Owners of high-performing agencies, while faced with crumbling P&C pricing in most areas of the country and stagnating group insurance commissions, can remain confident that the value of their agencies is rock-solid. This confidence comes from knowing that the investments they have made in their agencies are being looked upon favorably by the acquirers scouring the marketplace.

Private equity firms have brought a tidal wave of new money into the marketplace, the likes of which has not been seen since the “Flood of 1996,” when the U.S. Supreme Court's decision in Barnett Bank Inc. v. Nelson gave banks the green light to sell insurance and acquire agencies. While private equity firms have silently infused hundreds of millions of capital into insurance brokerages over the past 10 years, the combined $3.4 billion that private equity firms announced for the HUB International and USI deals alone should send a message loud and clear to the marketplace. Additionally, both deals were priced aggressively relative to private agency/broker standards. Meanwhile, banks and public brokers are paying more for acquisitions, too.
In 2006, banks paid an average of 7.9 to 8.2 times EBITDA (earnings before interest, taxes, depreciation and amortization) for the “foundation” agencies they purchased. That was up from 7.7 to 8.0 times EBITDA in 2001. Foundation agencies are the higher-performing agencies in a community, capable of meeting the insurance needs of the acquiring bank in terms of size, profitability, growth, and operational and management skill. For agencies banks subsequently acquire to add to a foundation agency, banks paid 6.75 to 7.0 times EBITDA, as opposed to 6.75 to 7.25 times EBITDA in 2001.
Public brokers paid an average of 7.5 to 7.9 times EBITDA for the agencies they bought in 2006. That was up significantly from the 6.5 to 7.0 multiples they paid in 2001.
It is important to note that these transaction prices include earn-outs that are typically paid over a three-year period after a sale. Earn-outs are based on attaining certain revenue growth or profitability targets. After they are taken into account, foundation agency sellers have been receiving an average down payment of 7.25 times EBITDA (89% of the purchase price). The multiple is 5.28 for other agencies purchased by banks (76% of the purchase price) and 6.23 for agencies bought by public brokers (81% of the purchase price). (Please see the chart on p. 64.)
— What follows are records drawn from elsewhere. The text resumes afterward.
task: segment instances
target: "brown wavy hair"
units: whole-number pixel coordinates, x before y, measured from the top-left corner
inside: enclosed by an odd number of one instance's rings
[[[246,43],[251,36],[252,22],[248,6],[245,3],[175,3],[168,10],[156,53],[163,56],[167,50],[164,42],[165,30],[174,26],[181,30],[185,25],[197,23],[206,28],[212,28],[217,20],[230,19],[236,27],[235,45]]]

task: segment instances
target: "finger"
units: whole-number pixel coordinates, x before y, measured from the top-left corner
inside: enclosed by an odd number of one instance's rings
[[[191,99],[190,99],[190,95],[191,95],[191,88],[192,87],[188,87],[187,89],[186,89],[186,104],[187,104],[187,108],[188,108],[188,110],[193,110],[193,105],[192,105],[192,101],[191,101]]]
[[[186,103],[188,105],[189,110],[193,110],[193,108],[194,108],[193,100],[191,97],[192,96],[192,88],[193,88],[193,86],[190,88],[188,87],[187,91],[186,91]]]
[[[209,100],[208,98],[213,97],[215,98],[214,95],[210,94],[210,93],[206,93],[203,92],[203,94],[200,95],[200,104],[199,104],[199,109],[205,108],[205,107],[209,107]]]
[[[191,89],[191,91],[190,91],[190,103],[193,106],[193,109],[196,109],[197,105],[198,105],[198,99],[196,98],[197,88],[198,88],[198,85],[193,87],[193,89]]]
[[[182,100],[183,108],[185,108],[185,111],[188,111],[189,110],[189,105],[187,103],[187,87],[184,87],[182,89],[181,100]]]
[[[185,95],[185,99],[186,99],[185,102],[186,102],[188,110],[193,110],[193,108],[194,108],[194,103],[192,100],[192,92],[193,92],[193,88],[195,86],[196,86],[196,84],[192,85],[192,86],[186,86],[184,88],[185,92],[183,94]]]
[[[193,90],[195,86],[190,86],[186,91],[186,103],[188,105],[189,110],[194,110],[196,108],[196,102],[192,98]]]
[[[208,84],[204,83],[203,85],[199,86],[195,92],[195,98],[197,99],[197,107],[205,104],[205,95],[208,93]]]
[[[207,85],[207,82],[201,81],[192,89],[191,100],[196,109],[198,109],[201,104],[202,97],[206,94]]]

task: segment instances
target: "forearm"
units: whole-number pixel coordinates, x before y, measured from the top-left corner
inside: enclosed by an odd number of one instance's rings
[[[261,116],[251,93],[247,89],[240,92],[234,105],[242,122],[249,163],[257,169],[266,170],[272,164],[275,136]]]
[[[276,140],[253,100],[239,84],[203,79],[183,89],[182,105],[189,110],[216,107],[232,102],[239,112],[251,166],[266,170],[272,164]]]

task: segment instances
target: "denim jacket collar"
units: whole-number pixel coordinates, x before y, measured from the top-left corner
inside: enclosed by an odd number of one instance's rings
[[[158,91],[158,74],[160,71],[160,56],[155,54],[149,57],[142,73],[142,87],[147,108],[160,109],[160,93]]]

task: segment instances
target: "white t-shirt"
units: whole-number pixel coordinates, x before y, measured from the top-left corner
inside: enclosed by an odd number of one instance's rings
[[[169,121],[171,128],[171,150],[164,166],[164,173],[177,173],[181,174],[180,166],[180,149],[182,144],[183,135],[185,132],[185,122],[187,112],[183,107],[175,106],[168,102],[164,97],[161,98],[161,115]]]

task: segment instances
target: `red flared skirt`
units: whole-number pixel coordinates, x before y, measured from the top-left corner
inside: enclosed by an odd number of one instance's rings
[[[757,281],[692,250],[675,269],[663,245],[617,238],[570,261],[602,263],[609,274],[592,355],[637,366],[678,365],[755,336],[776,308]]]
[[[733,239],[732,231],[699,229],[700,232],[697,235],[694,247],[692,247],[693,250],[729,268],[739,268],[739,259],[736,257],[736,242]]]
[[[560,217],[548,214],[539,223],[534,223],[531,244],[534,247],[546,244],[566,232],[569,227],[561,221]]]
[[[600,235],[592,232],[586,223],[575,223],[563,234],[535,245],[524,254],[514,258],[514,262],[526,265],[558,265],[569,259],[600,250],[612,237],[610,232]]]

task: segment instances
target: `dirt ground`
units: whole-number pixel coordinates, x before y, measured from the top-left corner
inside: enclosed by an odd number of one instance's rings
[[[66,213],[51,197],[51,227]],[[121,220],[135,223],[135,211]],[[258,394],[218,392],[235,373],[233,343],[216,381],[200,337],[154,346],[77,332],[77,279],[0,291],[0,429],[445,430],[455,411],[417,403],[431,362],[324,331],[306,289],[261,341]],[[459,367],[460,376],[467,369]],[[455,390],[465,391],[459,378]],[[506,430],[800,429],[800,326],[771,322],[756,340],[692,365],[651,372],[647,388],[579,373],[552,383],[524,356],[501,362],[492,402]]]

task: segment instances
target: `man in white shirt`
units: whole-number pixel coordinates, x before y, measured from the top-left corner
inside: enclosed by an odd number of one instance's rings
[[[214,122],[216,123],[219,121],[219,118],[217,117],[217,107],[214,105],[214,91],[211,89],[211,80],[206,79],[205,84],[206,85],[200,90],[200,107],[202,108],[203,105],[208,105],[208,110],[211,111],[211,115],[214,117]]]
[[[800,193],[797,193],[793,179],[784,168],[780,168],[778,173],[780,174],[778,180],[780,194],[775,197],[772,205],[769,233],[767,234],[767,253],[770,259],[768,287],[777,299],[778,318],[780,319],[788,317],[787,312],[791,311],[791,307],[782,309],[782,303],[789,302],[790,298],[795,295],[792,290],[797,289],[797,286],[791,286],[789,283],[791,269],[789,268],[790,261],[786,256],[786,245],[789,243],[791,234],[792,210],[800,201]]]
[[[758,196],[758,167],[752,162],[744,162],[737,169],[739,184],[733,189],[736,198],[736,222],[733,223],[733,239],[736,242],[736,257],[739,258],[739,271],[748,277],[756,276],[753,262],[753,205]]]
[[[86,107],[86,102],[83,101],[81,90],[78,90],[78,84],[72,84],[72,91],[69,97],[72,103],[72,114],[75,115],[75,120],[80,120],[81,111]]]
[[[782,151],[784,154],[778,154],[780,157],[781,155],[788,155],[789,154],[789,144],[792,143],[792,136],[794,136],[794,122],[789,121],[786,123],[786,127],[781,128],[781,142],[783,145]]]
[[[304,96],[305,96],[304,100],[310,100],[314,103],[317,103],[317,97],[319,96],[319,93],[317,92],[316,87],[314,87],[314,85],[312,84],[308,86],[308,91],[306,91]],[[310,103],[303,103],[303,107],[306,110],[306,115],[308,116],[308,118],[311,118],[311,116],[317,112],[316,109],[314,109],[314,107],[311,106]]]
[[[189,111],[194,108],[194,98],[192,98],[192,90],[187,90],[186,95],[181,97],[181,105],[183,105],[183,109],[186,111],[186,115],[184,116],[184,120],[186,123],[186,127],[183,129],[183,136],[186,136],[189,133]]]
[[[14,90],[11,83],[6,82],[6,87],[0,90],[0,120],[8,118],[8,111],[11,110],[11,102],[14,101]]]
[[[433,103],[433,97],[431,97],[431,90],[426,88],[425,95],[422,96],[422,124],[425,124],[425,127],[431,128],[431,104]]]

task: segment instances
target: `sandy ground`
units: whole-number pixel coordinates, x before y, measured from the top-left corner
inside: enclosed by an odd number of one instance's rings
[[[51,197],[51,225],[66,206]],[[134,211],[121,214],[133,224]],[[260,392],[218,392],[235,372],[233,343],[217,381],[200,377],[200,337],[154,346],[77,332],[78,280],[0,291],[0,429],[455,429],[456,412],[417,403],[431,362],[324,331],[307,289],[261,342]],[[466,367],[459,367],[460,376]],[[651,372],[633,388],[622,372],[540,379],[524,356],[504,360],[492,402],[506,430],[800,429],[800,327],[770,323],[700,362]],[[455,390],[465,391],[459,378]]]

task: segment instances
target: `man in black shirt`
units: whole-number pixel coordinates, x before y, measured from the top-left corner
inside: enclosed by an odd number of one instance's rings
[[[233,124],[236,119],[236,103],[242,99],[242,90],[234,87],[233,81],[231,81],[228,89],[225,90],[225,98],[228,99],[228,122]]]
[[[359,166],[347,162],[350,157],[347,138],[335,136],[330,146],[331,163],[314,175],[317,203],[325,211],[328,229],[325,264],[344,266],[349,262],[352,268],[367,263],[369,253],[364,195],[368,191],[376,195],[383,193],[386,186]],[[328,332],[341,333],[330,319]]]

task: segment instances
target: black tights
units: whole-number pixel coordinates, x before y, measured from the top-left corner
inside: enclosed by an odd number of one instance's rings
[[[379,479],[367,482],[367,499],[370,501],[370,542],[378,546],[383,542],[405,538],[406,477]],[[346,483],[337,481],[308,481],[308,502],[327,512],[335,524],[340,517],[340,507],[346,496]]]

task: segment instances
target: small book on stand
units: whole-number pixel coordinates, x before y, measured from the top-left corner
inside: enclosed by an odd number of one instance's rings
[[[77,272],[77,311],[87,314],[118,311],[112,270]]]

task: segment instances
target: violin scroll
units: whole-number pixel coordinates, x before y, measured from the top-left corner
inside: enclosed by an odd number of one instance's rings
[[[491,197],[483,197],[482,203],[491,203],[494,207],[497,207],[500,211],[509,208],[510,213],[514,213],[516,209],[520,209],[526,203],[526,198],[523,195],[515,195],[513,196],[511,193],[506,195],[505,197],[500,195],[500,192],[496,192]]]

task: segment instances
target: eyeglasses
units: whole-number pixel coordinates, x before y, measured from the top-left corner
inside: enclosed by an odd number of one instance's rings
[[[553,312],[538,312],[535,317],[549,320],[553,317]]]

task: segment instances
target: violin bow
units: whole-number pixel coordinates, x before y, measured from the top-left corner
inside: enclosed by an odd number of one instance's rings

The number of publicly announced agency/broker transactions increased in 2006 relative to 2005. In all, there were 215, with banks and national brokers announcing 60 and 61 of them respectively. However, given that 1,761 publicly announced transactions have taken place since 1999, the pool of quality targets is shrinking.
Private equity buyers also are paying premium prices for desirable acquisition targets. Consider, for example, that the private equity buyers of USI and HUB International paid 10 to 12 times forward-looking EBITDA. Private equity buyers see the opportunity to privatize public brokers, leverage debt to increase the return potential, invest capital to create long-term organic growth and exit the business during a hardening market, thereby potentially capturing multiple arbitrage. This strategy summarizes the goal of the private equity gorilla. Now, these buyers have in their sights every type of distributor within our industry, including employee-benefits agencies and wholesalers.
Of the $130 billion of private equity capital awaiting deployment in the financial services sector, Marsh Berry & Co. estimates that $15 billion is looking for a home in the insurance distribution system over the next 18 months. Obviously, the market cannot accommodate $15 billion, but the numbers alone serve as a stark reminder that the competitive landscape continues to change. Private equity investors view insurance agencies and brokerages as attractive targets because of their renewable earnings streams, strong cash flow, minimal capital requirements and limited risk exposures. Therefore, private equity firms will remain aggressive and close several more transactions this year.
Private equity firms are committed to their acquistions' organic growth (often augmented with additional acquisitions). They have the time, discipline and capital to invest in producer recruiting, services, differentiation strategies, technology and high-level account executives. This may surprise most agents, who may believe that the private equity firms are just attempting to buy agencies and wring out some costs, only to turn them over.
Private equity buyers saw opportunity in the lower price/earning multiples of most public brokers. The dropping P/E multiples reflect the slowing organic growth most distributors are experiencing because of the soft market. The P/E multiples of the national brokers moved up in advance of the last hard market, however. When the market next hardens, private equity firms want to take their purchased agencies or brokerages public at what could be a significant premium.
Given the P&C industry's record surplus and profitability, a hardening market is nowhere in sight.